Thursday, June 11, 2009

Software Makers Choosing Between Apple, Palm, and RIM

Business Week has an article about how some software makers, given limited resources, must grapple with the difficult choice regarding whether to develop software for the iPhone, Blackberry, Palm's new smartphone - the Pre, or other devices. The situation provides a powerful example of positive and negative feedback loops. If one player achieves a dominant lead in the smartphone business, then developers will flock to build software for that platform, as they will be able to more quickly achieve a return on their investment. Laggards will be in trouble, as few developers will want to expend precious resources to create software that has limited market potential. Of course, the question becomes: How does one achieve a lead in the smartphone market? In part, one has to woo developers, so as to have enough interesting software available to persuade consumers to buy your phone. If one attracts developers, then that increases the installed base of your smartphone, which in turn attracts more developers. That's the virtuous cycle of positive feedback in action. Of course, if one does not attract sufficient developers, that shrinks the installed base of phones, which means less developers work on your platform in the future - that's the negative feedback loop in action. What determines the intensity of these feedback loops. The size of the fixed costs of software development will be a key factor. To the extent that the fixed costs of development rise, then the pressure on laggards will intensify dramatically. Software developers will not want to develop products for niche phone-makers, because they won't be able to amortize their high fixed costs effectively. Recall that this phenomenon affected Apple in the late 1980s and early 1990s, when its very small market share relative to Windows caused many software developers to choose to create products for Windows rather than Apple. The key factor was that the fixed costs of software development could not be recouped quickly given the small installed base of Apple machines relative to Windows.

1 comment:

MyKabob said...

I have no problem with the feedback loop concept you were illustrating. However, the example used raises some concerns.

"dominant lead in the smartphone business"
1) dominant lead can be measured in various ways, the magnitude of the lead is important because smartphone business and technology business in general is a fast changing business, one lead classified as 'dominant' may be 'less dominant' in a few months, or after a major event.
2)smartphone business is not a formally defined term. Therefore, the statistics from various sources based on that term might cause confusion. Also, the smartphone business overlaps with other businesses such as hand held computer, mp3 players, video camcorders, other small mobile appliances/devices, therefore, any change in those other areas might encroach on the 'dominant player' in the smartphone business (my understanding is phone plus other email/messaging/multimedia capabilities).

"Laggards will be in trouble, as few developers will want to expend precious resources to create software that has limited market potential."
3) This is debatable, because the amount of resource put into software application development on each of the mentioned platforms is different. Each requires different programming languages. In the case of the palm pre, it supports the easier and faster development cycle. Also, the palm pre applications can be developed using tools on various desktop platforms. Lastly, the palm pre can leverage the many existing web applications (front ends) enterprises have. I.e. Porting (to and from the palm pre), as well as developing is easier. Palm pre bodes well against other 'layers' such as yahoo's 'kiosk' or j2me that allows only integration within the sandbox/layer.

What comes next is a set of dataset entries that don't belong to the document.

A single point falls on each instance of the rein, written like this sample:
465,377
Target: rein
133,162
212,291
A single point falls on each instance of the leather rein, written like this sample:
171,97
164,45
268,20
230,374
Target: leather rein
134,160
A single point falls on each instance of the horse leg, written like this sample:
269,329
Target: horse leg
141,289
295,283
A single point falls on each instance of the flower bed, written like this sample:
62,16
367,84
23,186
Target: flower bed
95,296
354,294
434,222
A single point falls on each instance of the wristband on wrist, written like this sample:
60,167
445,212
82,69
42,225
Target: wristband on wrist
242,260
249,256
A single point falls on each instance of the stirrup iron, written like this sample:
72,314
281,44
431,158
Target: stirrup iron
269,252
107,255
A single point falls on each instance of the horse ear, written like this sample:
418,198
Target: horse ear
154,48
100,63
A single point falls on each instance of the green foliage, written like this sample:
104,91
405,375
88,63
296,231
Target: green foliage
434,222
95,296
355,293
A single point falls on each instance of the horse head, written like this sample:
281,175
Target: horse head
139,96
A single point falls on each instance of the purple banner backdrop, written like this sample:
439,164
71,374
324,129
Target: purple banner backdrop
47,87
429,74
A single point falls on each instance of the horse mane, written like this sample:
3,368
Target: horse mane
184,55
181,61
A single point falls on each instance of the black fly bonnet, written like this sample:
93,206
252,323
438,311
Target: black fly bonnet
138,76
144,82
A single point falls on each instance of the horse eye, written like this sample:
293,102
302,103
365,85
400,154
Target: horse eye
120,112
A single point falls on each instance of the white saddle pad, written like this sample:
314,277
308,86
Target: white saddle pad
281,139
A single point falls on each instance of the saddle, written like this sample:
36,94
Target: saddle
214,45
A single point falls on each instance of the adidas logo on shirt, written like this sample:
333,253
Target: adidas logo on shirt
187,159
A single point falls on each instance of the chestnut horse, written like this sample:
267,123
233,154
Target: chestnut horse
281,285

4) As suggested earlier, apple's lead is being challenged by new comers. One should look forward, account for forward looking events, such as any unique qualities that the new comers bring to the market, as opposed to clinging to old and lagging stats based on old events and attributes of the competitors.

"phenomenon affected Apple in the late 1980s and early 1990s"
5) The smartphone industry is not necessariliy going to repeat the development of the desktop industry. 5a) They are both computers, but there are differences such as mobility, and hardware 'accessories' or components such as gps/sensors/touchscreen, all of which affect the buyers' decision when they consider the pool of alternatives. Buyers will base their buying decision on the unique features of the whole of smartphone as a mobile platform, which includes hardware features, software, design, and network. 5b) Also since the Mac/PC world of the 80s-90s, lots of other events have happened, connectivity is more pervasuive especially on mobile devices (see RIMM's Q1F2010 Q&A also).